Bundesbank: Corona-Pandemie befeuert Trend zur Kartenzahlung

Kaufhaus - Personen - Verkäuferin - Kunde - Galeria KaufhofFoto: Verkauf in einem Kaufhaus (Galeria Kaufhof), Urheber: dts Nachrichtenagentur

Die Corona-Pandemie hat den Trend zur Kartenzahlung befeuert. 2020 wurden von allen erfassten Zahlungen 30 Prozent mit einer Karte getätigt.
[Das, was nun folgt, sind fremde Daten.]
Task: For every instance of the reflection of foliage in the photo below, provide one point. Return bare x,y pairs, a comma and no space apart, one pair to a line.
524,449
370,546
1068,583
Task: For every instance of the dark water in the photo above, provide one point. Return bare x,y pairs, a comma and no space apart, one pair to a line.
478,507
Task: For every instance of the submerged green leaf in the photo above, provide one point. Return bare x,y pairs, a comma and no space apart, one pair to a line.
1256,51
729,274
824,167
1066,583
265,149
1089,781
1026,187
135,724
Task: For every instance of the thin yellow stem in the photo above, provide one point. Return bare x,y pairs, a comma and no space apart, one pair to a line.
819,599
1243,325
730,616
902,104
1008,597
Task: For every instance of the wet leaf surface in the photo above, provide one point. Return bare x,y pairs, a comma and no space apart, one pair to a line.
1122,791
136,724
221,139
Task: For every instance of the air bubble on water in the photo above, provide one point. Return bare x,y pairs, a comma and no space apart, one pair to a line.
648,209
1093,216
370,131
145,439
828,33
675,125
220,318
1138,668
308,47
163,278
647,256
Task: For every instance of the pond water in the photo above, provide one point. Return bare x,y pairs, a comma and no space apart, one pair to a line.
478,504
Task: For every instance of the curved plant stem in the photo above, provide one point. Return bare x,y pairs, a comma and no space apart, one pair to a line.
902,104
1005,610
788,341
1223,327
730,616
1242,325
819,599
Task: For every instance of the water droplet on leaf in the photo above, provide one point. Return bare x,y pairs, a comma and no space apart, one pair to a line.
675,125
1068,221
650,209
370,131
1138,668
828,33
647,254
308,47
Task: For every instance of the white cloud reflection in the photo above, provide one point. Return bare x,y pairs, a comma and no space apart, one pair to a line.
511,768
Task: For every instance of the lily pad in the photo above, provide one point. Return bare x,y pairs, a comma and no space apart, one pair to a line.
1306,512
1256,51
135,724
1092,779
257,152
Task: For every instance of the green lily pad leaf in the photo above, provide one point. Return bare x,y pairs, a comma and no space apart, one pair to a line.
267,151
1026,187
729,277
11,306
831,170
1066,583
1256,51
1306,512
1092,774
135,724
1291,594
Dies teilte die Bundesbank am Donnerstag mit. In der Zahlungsverhaltensstudie von 2017 lag der Wert noch 9 Prozentpunkte niedriger. Gleichzeitig lag der Anteil der Barzahlungen bei 60 Prozent, nach 74 Prozent vor drei Jahren. Im stationären Handel einschließlich der Tankstellen und Apotheken wurden der Erhebung zufolge 30 Prozent der Zahlungen mit der Girocard erledigt. Bezogen auf den Umsatz fällt ihr Anteil mit 48 Prozent noch größer aus. Während kleinere Beträge zumeist noch mit Geldscheinen und Münzen gezahlt wurden, setzen die Befragten ab 20 Euro stärker die Karte ein. Entsprechend wurde Bargeld in 61 Prozent der Transaktionen und mit einem Anteil von nunmehr 38 Prozent am Umsatz an der Ladenkasse eingesetzt.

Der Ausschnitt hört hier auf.